Creo, se dijo Chelo, creo que soy la pesadilla del hombre de mis sueños.

Con esos papeles en la mano, Chelo pasó la mañana sentada en su silloncito, ese que le ayudaba a pensar mejor las cosas. Siempre que tenía un problema o sufría insomnio, iba y se sentaba ahí, y era como si se enchufara con los dioses, todo se volvía menos oscuro, menos caótico.

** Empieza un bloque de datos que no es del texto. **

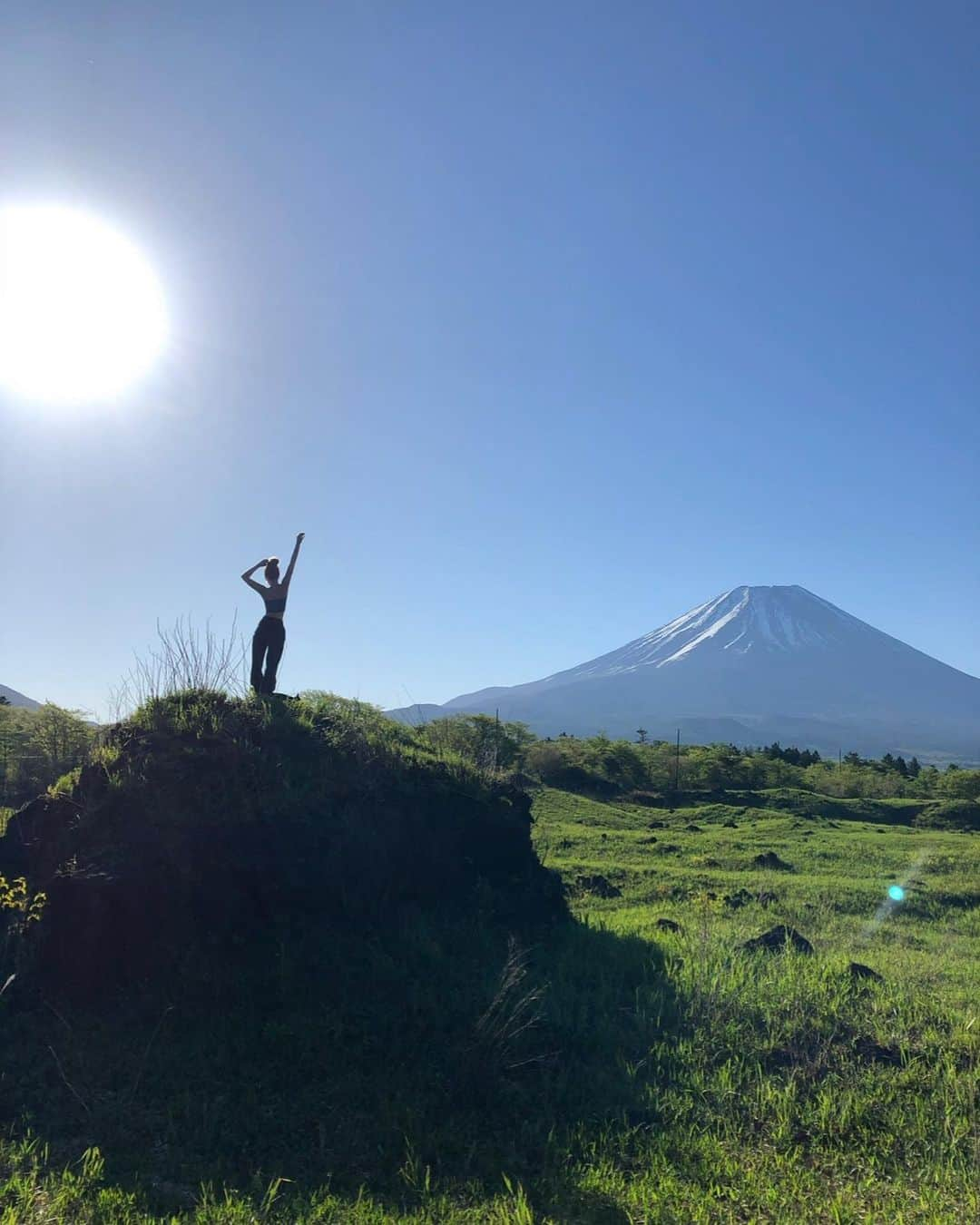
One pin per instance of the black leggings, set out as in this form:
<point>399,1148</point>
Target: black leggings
<point>269,637</point>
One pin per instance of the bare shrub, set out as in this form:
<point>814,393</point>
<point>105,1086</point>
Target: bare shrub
<point>184,658</point>
<point>500,1034</point>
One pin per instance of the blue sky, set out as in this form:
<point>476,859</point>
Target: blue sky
<point>545,322</point>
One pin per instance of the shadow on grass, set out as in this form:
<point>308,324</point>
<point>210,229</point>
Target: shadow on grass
<point>431,1055</point>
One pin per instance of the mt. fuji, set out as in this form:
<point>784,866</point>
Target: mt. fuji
<point>753,664</point>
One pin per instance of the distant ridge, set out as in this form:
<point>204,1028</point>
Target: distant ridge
<point>16,699</point>
<point>753,664</point>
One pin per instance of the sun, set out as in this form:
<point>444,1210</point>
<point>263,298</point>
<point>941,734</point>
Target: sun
<point>83,314</point>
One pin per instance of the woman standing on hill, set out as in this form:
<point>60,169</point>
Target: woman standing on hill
<point>270,637</point>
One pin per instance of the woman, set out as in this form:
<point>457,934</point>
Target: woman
<point>270,639</point>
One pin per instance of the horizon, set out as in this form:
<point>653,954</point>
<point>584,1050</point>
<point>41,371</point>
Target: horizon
<point>542,325</point>
<point>721,595</point>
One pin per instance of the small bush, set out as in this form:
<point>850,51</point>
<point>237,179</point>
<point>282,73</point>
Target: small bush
<point>951,815</point>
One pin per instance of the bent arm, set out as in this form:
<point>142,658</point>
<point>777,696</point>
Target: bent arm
<point>248,577</point>
<point>293,560</point>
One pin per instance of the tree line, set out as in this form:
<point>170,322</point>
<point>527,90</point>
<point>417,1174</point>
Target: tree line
<point>38,746</point>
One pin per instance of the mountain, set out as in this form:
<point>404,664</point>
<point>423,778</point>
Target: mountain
<point>752,665</point>
<point>16,699</point>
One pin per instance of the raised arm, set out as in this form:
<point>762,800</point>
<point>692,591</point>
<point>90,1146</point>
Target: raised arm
<point>250,581</point>
<point>293,559</point>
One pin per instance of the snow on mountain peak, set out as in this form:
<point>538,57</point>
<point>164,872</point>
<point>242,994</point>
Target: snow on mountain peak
<point>742,620</point>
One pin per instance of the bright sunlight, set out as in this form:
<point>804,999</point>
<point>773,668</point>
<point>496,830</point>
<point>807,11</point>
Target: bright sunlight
<point>83,314</point>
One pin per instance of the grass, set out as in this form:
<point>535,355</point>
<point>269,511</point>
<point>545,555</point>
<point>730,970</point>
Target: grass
<point>615,1072</point>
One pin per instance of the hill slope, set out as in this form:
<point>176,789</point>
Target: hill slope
<point>756,664</point>
<point>16,699</point>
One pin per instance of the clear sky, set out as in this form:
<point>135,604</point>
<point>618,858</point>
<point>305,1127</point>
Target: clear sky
<point>544,321</point>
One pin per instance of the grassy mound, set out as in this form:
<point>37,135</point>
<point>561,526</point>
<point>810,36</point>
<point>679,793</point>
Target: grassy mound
<point>205,823</point>
<point>293,942</point>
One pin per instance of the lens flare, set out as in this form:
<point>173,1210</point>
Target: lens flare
<point>83,314</point>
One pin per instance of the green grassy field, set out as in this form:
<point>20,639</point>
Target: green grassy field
<point>664,1075</point>
<point>795,1093</point>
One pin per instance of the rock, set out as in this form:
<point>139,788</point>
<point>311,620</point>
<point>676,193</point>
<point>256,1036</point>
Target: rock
<point>599,886</point>
<point>777,938</point>
<point>38,837</point>
<point>773,863</point>
<point>864,972</point>
<point>874,1053</point>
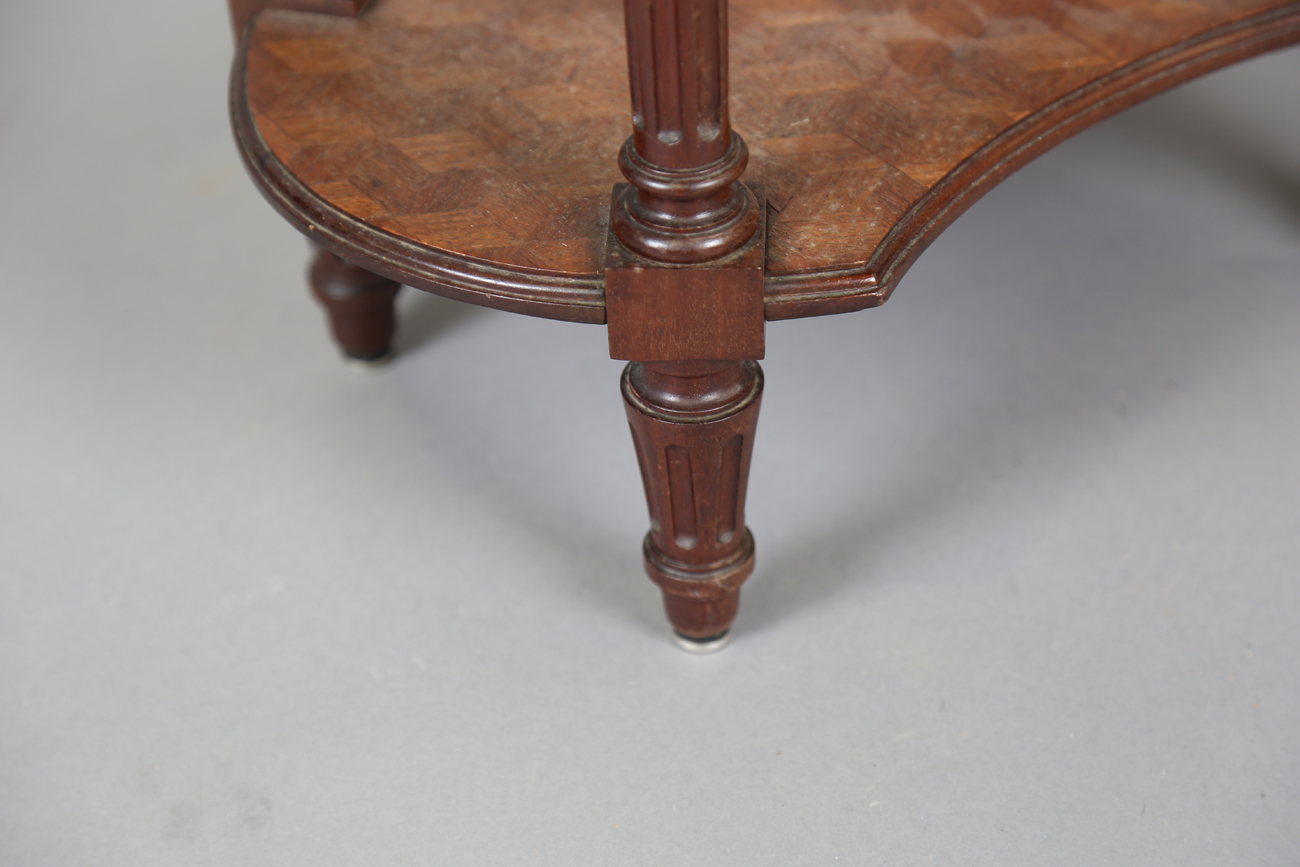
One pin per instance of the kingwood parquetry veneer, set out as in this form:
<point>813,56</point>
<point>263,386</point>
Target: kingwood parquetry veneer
<point>481,151</point>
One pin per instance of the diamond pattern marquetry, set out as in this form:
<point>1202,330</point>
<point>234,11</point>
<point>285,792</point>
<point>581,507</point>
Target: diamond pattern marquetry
<point>490,129</point>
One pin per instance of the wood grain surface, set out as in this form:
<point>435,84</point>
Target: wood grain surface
<point>482,137</point>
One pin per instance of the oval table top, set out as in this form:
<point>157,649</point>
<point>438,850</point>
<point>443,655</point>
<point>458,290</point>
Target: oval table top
<point>469,148</point>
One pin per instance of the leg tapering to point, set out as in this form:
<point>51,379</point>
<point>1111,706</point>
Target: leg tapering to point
<point>359,304</point>
<point>693,428</point>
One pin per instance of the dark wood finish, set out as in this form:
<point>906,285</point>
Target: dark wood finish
<point>359,304</point>
<point>713,311</point>
<point>466,148</point>
<point>693,429</point>
<point>685,203</point>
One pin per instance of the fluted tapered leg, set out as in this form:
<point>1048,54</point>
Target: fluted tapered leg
<point>359,304</point>
<point>693,428</point>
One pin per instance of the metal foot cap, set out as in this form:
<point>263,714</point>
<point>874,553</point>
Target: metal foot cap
<point>701,645</point>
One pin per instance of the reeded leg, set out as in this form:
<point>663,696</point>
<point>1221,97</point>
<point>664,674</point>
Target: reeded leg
<point>359,304</point>
<point>693,428</point>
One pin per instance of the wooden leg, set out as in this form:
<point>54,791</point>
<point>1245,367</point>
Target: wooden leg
<point>359,304</point>
<point>693,428</point>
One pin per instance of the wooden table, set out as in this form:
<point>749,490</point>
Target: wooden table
<point>473,150</point>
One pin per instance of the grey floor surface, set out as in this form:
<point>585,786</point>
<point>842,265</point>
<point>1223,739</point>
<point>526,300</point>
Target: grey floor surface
<point>1028,550</point>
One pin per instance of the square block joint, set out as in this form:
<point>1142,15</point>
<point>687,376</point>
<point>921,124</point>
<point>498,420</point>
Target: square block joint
<point>706,312</point>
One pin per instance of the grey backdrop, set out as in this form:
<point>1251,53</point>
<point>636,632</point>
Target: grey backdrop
<point>1027,586</point>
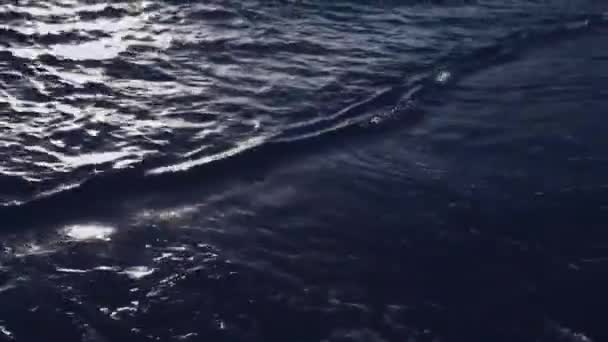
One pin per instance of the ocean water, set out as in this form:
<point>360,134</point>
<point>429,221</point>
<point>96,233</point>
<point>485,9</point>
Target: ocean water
<point>298,171</point>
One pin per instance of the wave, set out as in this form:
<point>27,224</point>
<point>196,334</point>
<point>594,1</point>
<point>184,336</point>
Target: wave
<point>390,108</point>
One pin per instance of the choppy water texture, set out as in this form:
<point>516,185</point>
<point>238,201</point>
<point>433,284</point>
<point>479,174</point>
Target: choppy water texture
<point>176,170</point>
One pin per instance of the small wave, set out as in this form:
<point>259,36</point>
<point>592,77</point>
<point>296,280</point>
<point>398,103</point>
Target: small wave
<point>388,107</point>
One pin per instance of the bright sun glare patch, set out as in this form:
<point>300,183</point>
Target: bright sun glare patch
<point>87,232</point>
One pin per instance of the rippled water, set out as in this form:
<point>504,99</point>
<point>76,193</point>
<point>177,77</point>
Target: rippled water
<point>176,170</point>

Chelo terminó por comprenderlo todo, más bien, por intuirlo todo. Esa noche dejó sin seguro la puerta de entrada de su casa, apagó todas las luces, y se subió a su recámara. Ahí se puso su camisón de dormir y se echó en la cama. Pero no se durmió, se quedó esperando, anticipando. Como a eso de las once escuchó que alguien entraba a su casa. Oyó pasos en la sala, en las escaleras, fuera de su recámara, frente a su cama. Chelo mantuvo silencio, incluso cuando sintió unas manos sobre sus piernas. Unas manos que sin prisa le quitaron la ropa interior. Unas manos a las cuales se le unieron una boca, un pecho, todo el cuerpo de esa sombra que ahora pesaba sobre ella, dentro de ella. Segundos o minutos después, Chelo sacó debajo de la almohada una pistola y, en la oscuridad, disparó sobre su violador. Las chispas de la descarga le permitieron ver el rostro del hombre de sus sueños convirtiéndose en pesadilla.